In legacy finance, centralized technology such as SWIFT exists to collect counterparty information and route payments. (Blockchains were not designed to require any identity information for routing payments on-chain, so this means there is no way to determine counterparty risk.)
Shyft’s Veriscope application, a system of smart contracts running on top of the network’s base fabric, creates a counterparty discovery and coordination layer for crypto finance, Weinberg said. Veriscope is designed to satisfy the data-sharing requirements of FATF’s so-called “travel rule,” but without sacrificing the core pillars of decentralization and open innovation, he said.
In addition to hosting the Veriscope travel rule solution, the now-live Shyft mainnet, will be home to a national identity system for Bermuda built with the country’s government, and also a set of smart contracts to help regulators accept and work with DeFi.
KYC and composability
The problem encountered when throwing a lot of KYC at DeFi is that it denatures all that’s interesting about it, Weinberg pointed out.

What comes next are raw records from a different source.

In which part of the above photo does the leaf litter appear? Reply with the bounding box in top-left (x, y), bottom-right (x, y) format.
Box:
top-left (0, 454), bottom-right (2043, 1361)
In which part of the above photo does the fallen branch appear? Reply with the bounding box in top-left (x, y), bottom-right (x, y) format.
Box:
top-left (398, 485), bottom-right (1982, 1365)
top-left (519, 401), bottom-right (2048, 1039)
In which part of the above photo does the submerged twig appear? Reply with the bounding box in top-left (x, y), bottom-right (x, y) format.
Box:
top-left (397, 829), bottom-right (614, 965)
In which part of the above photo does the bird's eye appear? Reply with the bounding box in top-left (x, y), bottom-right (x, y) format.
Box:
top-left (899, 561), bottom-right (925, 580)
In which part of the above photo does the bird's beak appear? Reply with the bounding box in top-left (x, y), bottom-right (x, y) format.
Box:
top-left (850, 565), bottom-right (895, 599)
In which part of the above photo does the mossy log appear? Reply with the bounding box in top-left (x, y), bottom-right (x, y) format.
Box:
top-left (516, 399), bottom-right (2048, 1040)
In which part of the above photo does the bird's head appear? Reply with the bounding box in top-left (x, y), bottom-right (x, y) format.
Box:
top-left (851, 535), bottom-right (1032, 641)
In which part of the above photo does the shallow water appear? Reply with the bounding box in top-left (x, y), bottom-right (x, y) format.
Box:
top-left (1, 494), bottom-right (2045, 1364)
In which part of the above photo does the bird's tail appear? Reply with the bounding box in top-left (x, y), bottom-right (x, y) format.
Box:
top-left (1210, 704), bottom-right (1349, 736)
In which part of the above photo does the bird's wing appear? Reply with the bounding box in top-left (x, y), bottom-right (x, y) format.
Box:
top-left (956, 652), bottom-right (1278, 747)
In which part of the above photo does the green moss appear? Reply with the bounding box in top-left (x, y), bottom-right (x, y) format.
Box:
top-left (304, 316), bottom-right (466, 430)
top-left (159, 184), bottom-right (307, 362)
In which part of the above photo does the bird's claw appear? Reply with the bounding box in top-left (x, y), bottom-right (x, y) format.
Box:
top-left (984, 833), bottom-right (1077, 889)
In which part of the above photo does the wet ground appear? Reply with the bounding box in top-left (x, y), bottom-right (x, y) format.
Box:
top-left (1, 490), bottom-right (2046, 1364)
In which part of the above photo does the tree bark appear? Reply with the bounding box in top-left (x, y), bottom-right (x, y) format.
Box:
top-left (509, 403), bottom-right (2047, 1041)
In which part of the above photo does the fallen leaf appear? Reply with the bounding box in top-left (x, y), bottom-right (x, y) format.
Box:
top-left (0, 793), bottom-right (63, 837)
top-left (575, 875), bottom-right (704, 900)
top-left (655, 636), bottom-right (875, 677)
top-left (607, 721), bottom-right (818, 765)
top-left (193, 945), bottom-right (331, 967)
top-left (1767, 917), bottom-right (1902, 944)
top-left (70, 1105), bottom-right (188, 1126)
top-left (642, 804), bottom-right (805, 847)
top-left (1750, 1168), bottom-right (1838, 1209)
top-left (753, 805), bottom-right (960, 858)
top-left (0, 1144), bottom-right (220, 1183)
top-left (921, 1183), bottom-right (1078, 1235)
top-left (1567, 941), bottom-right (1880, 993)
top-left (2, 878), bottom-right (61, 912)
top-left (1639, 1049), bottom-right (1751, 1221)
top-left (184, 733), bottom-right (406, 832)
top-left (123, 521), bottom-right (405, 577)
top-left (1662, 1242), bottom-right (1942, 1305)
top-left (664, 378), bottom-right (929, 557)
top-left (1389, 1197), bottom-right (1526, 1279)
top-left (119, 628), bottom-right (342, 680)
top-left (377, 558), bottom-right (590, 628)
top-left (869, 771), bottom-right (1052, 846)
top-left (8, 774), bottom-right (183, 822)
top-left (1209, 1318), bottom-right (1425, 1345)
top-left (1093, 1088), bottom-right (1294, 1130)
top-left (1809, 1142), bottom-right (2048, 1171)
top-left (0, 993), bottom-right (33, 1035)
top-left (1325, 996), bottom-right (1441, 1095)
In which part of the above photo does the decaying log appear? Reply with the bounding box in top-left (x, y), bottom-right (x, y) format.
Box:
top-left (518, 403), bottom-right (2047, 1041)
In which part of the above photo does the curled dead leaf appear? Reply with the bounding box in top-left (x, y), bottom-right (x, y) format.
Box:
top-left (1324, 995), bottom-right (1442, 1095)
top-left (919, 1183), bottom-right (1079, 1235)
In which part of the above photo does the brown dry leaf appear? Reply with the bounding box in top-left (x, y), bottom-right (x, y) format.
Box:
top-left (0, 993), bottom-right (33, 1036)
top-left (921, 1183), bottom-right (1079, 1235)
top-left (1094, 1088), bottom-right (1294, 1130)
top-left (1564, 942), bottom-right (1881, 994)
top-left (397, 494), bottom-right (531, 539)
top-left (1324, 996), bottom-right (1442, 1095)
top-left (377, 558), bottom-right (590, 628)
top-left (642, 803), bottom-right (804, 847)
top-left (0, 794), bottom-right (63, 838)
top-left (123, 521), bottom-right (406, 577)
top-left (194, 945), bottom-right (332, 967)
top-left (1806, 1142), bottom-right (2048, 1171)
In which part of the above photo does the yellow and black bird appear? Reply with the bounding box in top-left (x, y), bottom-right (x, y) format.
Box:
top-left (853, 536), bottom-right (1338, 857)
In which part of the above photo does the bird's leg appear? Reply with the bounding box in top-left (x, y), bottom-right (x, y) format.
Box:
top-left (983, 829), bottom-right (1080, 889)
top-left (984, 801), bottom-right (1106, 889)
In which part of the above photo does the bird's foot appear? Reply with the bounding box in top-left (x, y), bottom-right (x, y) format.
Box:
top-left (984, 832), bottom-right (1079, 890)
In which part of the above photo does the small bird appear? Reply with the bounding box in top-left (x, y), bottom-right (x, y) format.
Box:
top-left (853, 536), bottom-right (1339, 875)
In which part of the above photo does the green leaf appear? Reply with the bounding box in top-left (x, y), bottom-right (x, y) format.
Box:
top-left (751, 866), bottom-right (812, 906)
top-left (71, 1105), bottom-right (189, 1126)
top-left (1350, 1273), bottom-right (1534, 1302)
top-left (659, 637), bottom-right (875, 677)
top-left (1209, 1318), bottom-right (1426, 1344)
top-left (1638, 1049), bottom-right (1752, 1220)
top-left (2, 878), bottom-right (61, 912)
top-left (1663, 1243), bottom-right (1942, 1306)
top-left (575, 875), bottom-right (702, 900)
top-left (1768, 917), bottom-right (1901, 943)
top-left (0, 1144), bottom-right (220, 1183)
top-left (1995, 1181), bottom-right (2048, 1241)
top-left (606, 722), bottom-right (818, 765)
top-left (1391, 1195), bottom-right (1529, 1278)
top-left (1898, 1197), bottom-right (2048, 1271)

“The moment you add KYC, you break composability,” he said, referring to the idea that DeFi projects can easily build atop each other.
To solve for this, Shyft offers an on-chain KYC rules engine that can be customized so that, for example, a KYC policy from one institution can be made available across many institutions at once, or pre-defined rules can be created around particular institutional liquidity pools and users can choose to opt in, Weinberg said.
“So we can basically start to re-architect composability,” said Weinberg, adding:
“In the future there will be all these institutional pools, things like Aave Pro, and the next piece will be, how do we connect all of them together so that we can recreate that experience of transitive liquidity?”